Threading Model (Live Mode)

  • STT thread: feeds mic audio, detects speech endpoints
  • LLM thread: waits for STT output, generates tokens
  • TTS thread: queues sentences from LLM, double-buffered playback
  • Synchronization via std::condition_variable + mutex on pending text

RAG System

Hybrid retrieval combining vector search (USearch HNSW) + BM25 full-text search, fused via Reciprocal Rank Fusion (RRF). Embedding cache (LRU) achieves 99.9% hit rate.
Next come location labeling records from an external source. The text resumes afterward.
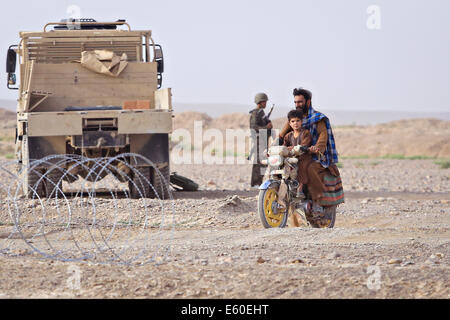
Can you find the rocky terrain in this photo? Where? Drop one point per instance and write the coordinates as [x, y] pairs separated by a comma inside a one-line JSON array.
[[387, 243], [391, 238]]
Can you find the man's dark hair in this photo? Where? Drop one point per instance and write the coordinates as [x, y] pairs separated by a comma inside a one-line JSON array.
[[295, 114], [303, 92]]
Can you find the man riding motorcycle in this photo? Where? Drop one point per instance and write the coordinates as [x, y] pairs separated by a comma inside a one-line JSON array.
[[324, 183]]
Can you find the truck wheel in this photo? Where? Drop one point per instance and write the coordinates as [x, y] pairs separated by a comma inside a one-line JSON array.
[[162, 185], [182, 182], [53, 183], [140, 187], [31, 187]]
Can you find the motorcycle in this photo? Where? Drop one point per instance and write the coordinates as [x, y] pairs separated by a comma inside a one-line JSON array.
[[278, 193]]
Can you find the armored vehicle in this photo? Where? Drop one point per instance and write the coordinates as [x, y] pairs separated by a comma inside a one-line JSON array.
[[91, 89]]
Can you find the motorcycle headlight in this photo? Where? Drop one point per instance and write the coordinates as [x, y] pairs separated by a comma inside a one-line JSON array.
[[275, 161]]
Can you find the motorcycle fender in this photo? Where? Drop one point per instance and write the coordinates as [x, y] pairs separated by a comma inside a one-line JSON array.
[[265, 184]]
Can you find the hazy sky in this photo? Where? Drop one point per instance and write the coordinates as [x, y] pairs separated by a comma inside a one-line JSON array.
[[226, 51]]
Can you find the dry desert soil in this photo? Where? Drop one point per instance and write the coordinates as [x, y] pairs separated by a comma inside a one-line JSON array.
[[391, 238]]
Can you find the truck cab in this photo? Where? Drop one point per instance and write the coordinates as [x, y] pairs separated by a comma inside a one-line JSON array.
[[91, 89]]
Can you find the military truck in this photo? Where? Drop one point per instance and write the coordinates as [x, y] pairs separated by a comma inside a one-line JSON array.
[[91, 89]]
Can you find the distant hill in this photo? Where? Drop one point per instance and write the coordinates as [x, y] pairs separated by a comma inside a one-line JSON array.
[[338, 117]]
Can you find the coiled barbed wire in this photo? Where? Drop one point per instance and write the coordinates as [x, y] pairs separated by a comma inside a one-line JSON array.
[[108, 217]]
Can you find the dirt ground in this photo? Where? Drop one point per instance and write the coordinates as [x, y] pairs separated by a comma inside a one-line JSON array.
[[391, 240]]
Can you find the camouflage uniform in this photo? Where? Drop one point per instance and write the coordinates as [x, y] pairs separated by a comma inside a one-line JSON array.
[[258, 126]]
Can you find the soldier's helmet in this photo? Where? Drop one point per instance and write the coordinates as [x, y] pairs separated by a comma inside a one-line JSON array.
[[260, 97]]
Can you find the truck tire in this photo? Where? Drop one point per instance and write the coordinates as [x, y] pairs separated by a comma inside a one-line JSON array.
[[162, 185], [32, 188], [53, 183], [182, 182], [141, 188]]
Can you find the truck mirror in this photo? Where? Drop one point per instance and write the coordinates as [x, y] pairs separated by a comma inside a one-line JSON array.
[[11, 61], [160, 65], [11, 79], [159, 58], [158, 53]]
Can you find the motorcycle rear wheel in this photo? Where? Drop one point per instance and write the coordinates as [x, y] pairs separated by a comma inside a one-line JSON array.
[[266, 202], [329, 222]]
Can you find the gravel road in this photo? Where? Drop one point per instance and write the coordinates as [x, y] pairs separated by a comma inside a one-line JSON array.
[[391, 240]]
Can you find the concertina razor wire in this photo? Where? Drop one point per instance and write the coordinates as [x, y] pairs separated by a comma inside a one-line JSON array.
[[117, 214]]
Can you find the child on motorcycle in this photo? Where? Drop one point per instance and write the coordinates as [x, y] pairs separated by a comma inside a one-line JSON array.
[[299, 136]]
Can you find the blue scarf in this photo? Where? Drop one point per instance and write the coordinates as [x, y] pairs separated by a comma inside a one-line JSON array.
[[310, 123]]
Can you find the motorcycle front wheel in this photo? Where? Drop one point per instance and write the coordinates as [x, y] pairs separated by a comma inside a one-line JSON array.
[[271, 216]]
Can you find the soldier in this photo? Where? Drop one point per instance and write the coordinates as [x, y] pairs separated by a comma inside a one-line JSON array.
[[259, 125]]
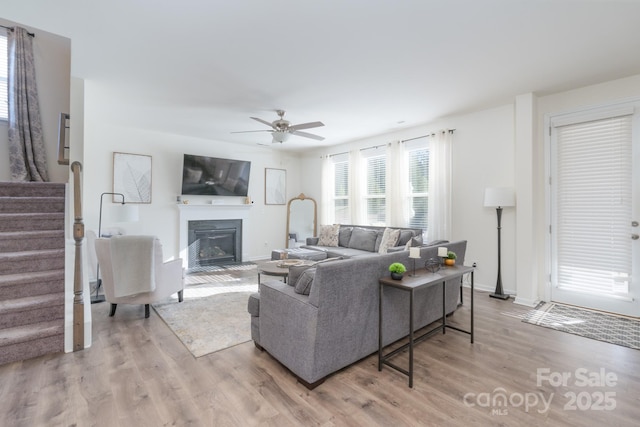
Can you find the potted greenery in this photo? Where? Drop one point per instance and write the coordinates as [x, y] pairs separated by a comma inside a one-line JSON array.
[[397, 269], [450, 259]]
Total retrieval latency is ~4 ms over 5K+ chunks.

Dependencies

All vendored or CMake-fetched (no external package manager):

  • llama.cpp — LLM + embedding inference with Metal GPU (deps/llama.cpp, add_subdirectory)
  • sherpa-onnx — STT/TTS/VAD via ONNX Runtime (deps/sherpa-onnx, add_subdirectory)
  • USearch v2.16.5 — HNSW vector index (header-only, FetchContent)
  • FTXUI v5.0.0 — Terminal UI library (FetchContent)
  • CoreAudio/Metal/Accelerate/IOKit — macOS system frameworks

Models

Model Size Purpose
Qwen3 0.6B Q4_K_M 456 MB Default LLM
Qwen3.5 0.8B / 2B / 4B 600MB–2.7GB Upgrade LLMs
Liquid LFM2 1.2B 731 MB Tool-calling LLM
Snowflake Arctic Embed S (Q8_0) 34 MB Text embeddings (RAG)
Zipformer (streaming) ~50 MB Live STT
Whisper base.en ~140 MB Offline STT
Piper en_US-amy-medium ~60 MB Default TTS
KittenTTS / Kokoro 90MB–500MB Upgrade TTS voices
Silero VAD 0.6 MB Voice Activity Detection

Models are gitignored. Download via scripts/download_models.sh or rcli setup.